Background:In forensic medicine, several bones are used to determine gender. The most important and widely used are the skull and pelvis. But in some cases, the mentioned bones may not be available, and other bones, such as the scapula bone, should be used.
Objectives:This study aimed to investigate and locate the anthropometric indices of scapula bone in the Iranian population to determine gender.
Methods:In this project, a study was performed on a chest scan of 259 Iranians referred to Besat NAHAJA Hospital in 2016. Pack software was used to measure the scapula's indices. The obtained data, including age, gender, and different scapula sizes of max width of glenoid (MWG), max length of glenoid (MLG), max width of scapula (MWS), and max length of scapula (MLS), were analyzed using appropriate statistical tests. Assessment of differential ability, sensitivity, and specificity of scapula anthropometric indices was used in determining gender.
Results:Of 259 participants in this study, 133 (51.4%) were female, and 126 (48.6%) were male. Generally, the mean index of MWG, MLG, MWS, and MLS was higher in men than women in the studied population. The results of this study showed there is a significant difference among scapula features in men and women (P < 0.05). The highest accuracy in determining gender was assigned to MLS, with 88.9%, and the lowest was assigned to MLG, with 66.3%.
Conclusions:Our study showed that measured anthropometric indices, including length and width of scapula bone and glenoid cavity, will help to predict gender and also can be used as an accurate and practical tool in gender determination.
Identification means recognizing human personality and individuality, in other words, recognizing the sum of signs and effects that distinguish one person from others (1). Gender determination in the adult skeleton is usually the first step in the identification process, as subsequent methods for determining age and height depend on gender estimation. Confidence in correctly determining gender depends on the completeness of the remains and the degree of intrinsic gender difference in a population (2). The skull and pelvis are widely used as the most accurate remains to determine gender (3). Previous studies have focused on using different human skeleton parts, including the humerus, radius, ulna, femur, tibia, talus, ribs, and metatarsals (4). After development, the morphological changes of the scapula bone are usually insignificant during life (5, 6). Also, the processes of fossilization, decomposition, and feeding of carnivores cause damage to bones such as the pelvis and skull, but usually, the scapula is less damaged (7). However, the scapula, part of the short and wide bones, is not as important as other bones in determining gender (4).

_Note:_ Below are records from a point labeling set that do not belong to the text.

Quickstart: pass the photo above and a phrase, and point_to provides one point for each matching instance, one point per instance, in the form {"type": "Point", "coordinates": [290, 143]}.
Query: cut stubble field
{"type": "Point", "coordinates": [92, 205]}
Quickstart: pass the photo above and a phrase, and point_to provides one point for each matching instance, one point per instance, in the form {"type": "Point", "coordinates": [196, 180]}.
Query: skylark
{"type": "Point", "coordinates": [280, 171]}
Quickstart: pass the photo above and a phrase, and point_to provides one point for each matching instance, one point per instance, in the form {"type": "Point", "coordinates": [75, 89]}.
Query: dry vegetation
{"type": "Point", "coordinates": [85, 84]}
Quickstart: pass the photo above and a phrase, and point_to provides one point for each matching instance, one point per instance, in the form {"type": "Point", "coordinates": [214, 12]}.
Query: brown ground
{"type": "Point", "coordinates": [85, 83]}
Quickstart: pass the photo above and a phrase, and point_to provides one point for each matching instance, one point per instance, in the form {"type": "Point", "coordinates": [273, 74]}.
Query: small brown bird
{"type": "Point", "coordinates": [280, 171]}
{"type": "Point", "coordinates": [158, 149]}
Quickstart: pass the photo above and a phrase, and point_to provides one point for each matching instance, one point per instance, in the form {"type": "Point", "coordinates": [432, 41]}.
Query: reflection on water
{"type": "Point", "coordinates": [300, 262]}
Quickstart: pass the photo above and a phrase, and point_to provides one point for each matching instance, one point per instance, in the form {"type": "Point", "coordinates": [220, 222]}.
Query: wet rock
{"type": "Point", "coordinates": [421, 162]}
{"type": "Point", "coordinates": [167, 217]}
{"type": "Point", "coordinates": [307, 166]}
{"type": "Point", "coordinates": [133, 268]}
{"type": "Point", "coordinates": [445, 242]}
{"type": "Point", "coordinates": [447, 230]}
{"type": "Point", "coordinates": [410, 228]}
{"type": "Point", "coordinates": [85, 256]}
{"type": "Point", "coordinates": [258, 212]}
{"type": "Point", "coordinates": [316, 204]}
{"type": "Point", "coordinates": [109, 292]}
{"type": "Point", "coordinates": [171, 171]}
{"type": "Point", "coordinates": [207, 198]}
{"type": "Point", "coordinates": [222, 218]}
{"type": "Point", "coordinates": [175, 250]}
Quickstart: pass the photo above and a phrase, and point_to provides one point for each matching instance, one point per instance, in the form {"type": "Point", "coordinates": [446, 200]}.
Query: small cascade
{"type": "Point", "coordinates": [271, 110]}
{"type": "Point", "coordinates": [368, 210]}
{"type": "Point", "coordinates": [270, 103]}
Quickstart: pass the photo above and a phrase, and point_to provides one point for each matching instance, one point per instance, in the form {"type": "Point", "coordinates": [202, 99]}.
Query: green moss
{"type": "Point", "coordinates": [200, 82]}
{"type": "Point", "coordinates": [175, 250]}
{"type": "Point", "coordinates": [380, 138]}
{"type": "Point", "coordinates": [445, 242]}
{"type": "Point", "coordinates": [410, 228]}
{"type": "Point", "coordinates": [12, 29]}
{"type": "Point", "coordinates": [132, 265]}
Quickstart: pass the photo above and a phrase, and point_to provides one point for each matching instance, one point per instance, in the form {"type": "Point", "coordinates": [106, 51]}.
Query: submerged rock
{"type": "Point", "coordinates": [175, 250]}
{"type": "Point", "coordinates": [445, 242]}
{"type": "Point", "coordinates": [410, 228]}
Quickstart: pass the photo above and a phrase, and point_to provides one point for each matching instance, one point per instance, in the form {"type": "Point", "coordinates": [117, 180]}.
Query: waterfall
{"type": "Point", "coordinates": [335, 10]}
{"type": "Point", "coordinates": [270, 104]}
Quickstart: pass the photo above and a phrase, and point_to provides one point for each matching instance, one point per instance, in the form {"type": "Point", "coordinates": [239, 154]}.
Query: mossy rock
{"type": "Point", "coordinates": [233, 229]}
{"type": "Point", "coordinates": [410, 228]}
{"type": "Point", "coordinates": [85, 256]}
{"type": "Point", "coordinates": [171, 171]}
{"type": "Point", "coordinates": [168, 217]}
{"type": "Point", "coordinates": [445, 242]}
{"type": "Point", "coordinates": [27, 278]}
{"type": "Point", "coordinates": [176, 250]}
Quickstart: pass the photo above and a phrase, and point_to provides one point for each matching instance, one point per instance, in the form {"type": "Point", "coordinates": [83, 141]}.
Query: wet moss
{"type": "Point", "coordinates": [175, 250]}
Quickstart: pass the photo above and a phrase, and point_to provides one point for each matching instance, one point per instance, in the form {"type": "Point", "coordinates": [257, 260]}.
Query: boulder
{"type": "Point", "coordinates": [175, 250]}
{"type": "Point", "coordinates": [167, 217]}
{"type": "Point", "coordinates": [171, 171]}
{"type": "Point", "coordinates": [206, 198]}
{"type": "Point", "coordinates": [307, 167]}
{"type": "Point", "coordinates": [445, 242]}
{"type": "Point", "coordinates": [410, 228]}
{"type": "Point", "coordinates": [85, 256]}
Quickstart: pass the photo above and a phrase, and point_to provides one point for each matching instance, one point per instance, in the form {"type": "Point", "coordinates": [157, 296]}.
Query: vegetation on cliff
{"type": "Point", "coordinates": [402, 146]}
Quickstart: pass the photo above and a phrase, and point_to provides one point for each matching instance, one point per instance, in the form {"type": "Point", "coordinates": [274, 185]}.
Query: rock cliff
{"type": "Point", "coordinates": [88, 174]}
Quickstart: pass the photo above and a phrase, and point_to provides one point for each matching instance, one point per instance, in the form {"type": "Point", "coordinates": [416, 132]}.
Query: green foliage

Based on mentioned issues, various studies have been performed on the dimorphic characteristics of scapula bone in different populations. At the time of writing, only one study had been conducted on this bone in the Iranian population (8). Therefore, this study evaluated the accuracy of scapula metric indices to determine gender in the Iranian population. This study aimed to investigate and locate the anthropometric indices of scapula bone in the Iranian population to determine gender.
This study was based on reconstructed CT scan images of 259 Iranian adults aged 18 to 90 years referred to the Imaging Center of Besat Hospital in Tehran between January 2020 and January 2021 for chest imaging for any reason, including lung infection. Exclusion criteria were any trauma, congenital or acquired defect(s), and burn(s) in the thorax and back.
Four anthropometric indices were examined in the right scapula, including the mean maximum length of the scapula (MLS) (maximum distance between the highest point of the scapula and its lowest point), mean maximum width of the scapula (MWS), mean maximum length of the glenoid cavity (MLG) and mean maximum width of the glenoid cavity (MWG) (4, 7).
Imaging was performed with a GE-64 slice CT scanner (General Electric Company, United States), and images were evaluated in PACS software (version 126.96.36.199). To prevent measurement errors, they were performed by two persons independently. Data were analyzed using SPSS 22 software. The Kolmogorov-Smirnov test was used to determine the normality of quantitative variables. Parametric tests were used for variables with a normal distribution, and non-parametric tests were used for variables without a normal distribution. The ROC curve was also used to assess the differentiating ability of the four scapula indices in gender differentiation in the studied population. Using the ROC curve and the data results, the cutoff point was determined, based on which the sensitivity and specificity of each indicator in determining gender were clarified. Youden's J statistics were used to determine the optimal cutoff and evaluate the accuracy of the obtained differentiation points, which are obtained through the below formulation:
J = sensitivity + specificity - 1
Based on this index, the optimal shear point will be whenever the sum of its sensitivity and specificity is the highest (data that has the highest "sensitivity" and the lowest value for "characteristic-1").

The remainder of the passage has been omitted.